Thor, deus da antimatéria


Me diverti com Thor - Ragnarok. [Spoilers ahead] Como um leitor antigo dos quadrinhos, no entanto, fiquei desapontado com a forma com que o o filme desperdiça a história da redenção do Executor, para mim um dos momentos mais trágicos, reveladores e emocionantes da história das HQs de super-herói: fiquei com aquilo entalado na garganta por dias, e até hoje consigo me lembrar da montagem exata da página. Acho que o Walt Simonson devia ter se aposentado depois daquilo: sua contribuição à Arte e à Humanidade estava dada.

Talvez esse meu incômodo com o Executor (não só a história é desperdiçada, como o ator, Karl Urban, que certamente poderia ter tirado mais do personagem) reflita, em parte, o que incomodou outras pessoas que viram o filme e com quem conversei. A maioria teve uma reação do tipo "é muito legal, mas alguma coisa ficou esquisita".

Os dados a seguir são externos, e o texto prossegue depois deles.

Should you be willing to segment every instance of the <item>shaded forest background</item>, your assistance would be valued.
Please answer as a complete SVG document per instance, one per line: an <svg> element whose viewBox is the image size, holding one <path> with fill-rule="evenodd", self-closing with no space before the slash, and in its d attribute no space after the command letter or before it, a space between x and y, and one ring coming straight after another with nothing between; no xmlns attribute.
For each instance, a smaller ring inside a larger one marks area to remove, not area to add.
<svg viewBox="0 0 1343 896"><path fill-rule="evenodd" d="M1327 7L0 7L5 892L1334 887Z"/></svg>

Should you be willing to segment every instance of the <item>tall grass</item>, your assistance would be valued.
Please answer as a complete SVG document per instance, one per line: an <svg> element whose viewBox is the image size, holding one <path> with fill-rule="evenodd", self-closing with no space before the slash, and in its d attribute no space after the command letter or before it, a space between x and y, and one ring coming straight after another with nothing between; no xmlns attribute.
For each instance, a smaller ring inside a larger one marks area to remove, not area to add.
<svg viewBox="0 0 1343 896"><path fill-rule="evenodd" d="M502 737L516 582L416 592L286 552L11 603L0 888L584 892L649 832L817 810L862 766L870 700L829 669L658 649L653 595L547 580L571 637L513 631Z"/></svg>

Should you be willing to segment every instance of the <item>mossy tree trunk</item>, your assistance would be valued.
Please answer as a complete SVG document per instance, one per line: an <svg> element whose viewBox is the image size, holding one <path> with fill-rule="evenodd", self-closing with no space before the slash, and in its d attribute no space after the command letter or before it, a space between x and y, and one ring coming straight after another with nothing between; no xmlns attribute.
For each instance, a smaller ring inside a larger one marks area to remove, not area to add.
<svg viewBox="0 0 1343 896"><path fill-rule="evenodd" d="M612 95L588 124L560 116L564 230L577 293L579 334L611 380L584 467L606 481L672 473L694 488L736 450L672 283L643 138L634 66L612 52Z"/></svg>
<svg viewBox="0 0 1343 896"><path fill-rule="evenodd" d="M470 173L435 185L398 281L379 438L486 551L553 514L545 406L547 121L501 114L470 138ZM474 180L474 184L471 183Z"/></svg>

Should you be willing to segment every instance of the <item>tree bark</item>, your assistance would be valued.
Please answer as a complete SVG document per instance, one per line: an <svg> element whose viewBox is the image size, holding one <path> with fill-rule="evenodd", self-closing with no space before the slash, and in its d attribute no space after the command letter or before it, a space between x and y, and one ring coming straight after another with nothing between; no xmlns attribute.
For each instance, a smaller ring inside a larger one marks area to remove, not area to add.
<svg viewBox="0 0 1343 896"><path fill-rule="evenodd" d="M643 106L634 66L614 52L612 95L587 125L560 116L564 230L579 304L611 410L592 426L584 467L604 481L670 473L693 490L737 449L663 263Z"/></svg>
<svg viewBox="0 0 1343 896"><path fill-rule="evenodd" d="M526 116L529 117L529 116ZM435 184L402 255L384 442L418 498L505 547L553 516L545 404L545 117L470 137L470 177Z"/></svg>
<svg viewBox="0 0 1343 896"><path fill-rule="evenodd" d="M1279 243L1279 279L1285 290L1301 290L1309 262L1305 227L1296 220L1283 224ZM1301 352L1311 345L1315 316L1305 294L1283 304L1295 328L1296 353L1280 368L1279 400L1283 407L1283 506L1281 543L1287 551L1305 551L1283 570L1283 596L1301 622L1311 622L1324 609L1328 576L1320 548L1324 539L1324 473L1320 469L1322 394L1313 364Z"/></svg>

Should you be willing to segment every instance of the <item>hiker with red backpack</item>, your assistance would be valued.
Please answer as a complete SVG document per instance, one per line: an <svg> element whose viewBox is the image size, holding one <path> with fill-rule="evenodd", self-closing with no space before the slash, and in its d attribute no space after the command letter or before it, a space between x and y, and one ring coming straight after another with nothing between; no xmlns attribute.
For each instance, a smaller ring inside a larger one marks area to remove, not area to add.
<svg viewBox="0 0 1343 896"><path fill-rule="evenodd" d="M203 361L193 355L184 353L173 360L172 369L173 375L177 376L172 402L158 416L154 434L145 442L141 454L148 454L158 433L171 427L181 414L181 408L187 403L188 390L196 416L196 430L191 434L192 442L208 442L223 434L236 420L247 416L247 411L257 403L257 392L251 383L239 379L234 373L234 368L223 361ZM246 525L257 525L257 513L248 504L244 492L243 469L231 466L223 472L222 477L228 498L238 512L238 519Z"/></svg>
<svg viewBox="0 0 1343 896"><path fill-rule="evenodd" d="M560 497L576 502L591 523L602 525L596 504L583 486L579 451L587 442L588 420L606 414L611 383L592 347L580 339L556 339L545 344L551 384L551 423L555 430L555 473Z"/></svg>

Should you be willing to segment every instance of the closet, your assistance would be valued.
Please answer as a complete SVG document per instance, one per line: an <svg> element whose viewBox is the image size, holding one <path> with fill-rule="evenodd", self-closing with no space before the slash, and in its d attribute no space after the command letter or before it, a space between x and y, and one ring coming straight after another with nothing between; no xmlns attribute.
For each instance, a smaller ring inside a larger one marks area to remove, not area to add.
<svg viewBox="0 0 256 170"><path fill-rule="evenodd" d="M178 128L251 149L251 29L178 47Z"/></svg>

O "esquisito" pode muito bem ser a atrofia da dimensão trágica do filme, exemplificada no caso do Executor -- que só fica claro, mesmo, para quem lia HQs do Thor mais vinte anos atrás -- mas que está lá na tela de diversas outras maneiras: o quase-genocídio dos asgardianos, a morte de Odin, a revelação de que Odin havia sido uma espécie de Genghis Khan cósmico antes de se emendar... Tudo isso aparece, mas sem impacto, sem pathos, como um remédio amargo, empurrado goela abaixo por um gole de comédia.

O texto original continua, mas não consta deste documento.